# Matagorda surf fishing cart



## texas skiffaroo (Oct 8, 2013)

Any one know who sells a battery motorized cart for fishing?
Tried dragging a four wheel garden cart through the sand but it was hard on the artificial hip.
Can walk ok but getting too old for the pulling.
Sheriff told me no atv's or golf carts on Matagorda beach, has to be street legal, which means registered inspection and tag.
Might buy a 4wd some day. 
Saw the two wheeler they sell at cabella with the big poly wheels, but you still have to lift and pull.
Didn't ask the sheriff about a mule.
But he would die of heat stroke waiting for me to catch a fish.


----------



## Dtrojcak (Jun 17, 2012)

I can't help you with your question, but I was under the impression that side x sides were allowed on the beach.


----------



## misbhavn (Nov 19, 2010)

Golf carts are street legal with appropriate lighting, rear-view mirror and the orange triangle on the back.


----------



## POCsaltdog (Nov 26, 2014)

You can order from CA and have it shipped. Great product: http://electricbeachwagons.com/


----------



## POCsaltdog (Nov 26, 2014)

Also, my friend copied my design that I bought from Electric Beach Cart. He purchased a 36 volt electric motor (from a scooter store) with two sprockets.
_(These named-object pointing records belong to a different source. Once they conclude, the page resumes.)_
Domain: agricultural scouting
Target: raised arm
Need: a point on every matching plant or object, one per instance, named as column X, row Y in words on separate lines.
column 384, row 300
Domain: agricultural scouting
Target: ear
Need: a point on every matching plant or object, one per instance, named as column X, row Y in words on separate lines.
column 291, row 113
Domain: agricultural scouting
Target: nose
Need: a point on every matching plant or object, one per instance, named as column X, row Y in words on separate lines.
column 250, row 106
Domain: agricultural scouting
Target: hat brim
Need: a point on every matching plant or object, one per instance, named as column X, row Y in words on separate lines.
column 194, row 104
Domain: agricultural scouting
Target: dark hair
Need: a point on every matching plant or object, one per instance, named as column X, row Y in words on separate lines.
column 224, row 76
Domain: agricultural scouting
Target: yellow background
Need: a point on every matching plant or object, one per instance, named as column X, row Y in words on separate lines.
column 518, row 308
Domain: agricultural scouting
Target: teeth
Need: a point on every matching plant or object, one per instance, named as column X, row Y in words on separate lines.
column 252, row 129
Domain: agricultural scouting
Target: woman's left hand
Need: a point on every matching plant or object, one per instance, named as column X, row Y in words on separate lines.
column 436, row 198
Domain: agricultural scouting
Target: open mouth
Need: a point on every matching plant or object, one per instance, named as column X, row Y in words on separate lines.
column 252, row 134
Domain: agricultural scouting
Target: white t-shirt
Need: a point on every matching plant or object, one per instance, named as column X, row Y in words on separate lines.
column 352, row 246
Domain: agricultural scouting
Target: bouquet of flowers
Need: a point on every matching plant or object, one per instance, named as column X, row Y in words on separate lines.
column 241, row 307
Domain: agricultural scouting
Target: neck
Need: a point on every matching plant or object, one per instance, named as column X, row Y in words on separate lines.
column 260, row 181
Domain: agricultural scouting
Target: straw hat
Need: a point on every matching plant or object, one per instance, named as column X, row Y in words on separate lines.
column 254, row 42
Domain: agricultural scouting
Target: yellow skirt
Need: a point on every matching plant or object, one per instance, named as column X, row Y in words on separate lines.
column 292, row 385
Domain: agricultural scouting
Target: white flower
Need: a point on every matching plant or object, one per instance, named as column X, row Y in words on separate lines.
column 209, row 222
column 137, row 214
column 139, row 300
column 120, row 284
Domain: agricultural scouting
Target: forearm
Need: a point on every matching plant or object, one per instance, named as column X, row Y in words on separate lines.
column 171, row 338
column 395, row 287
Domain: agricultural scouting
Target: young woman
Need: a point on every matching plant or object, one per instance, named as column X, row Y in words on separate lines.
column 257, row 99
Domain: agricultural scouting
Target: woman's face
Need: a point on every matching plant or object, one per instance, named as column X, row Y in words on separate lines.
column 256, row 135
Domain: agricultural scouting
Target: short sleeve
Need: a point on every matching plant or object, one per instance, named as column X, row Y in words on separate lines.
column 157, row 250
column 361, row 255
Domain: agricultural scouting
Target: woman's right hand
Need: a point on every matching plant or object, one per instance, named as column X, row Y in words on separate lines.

Bolted together a frame made out of aluminum angle iron and a aluminum mesh floor. It works really great and it was a relatively simple project. He made in a weekend.


----------



## texas skiffaroo (Oct 8, 2013)

jtupper said:


> Golf carts are street legal with appropriate lighting, rear-view mirror and the orange triangle on the back.


Some Texas beaches allow 4 wheelers and golf carts.
The sheriff in Matagorda said anything on the beach had to have a record of inspection and a license plate.


----------



## texas skiffaroo (Oct 8, 2013)

POCsaltdog said:


> You can order from CA and have it shipped. Great product: http://electricbeachwagons.com/


Couldn't find prices on that web site
What did yours cost and what does it look like.


----------



## misbhavn (Nov 19, 2010)

texas skiffaroo said:


> Some Texas beaches allow 4 wheelers and golf carts.
> The sheriff in Matagorda said anything on the beach had to have a record of inspection and a license plate.


Admittedly, I'm ignorant on this subject, but aren't Texas beaches considered roadways? If so, how can counties restrict what can be driven on the beach if it's legal to drive on a public road? Honest question...


----------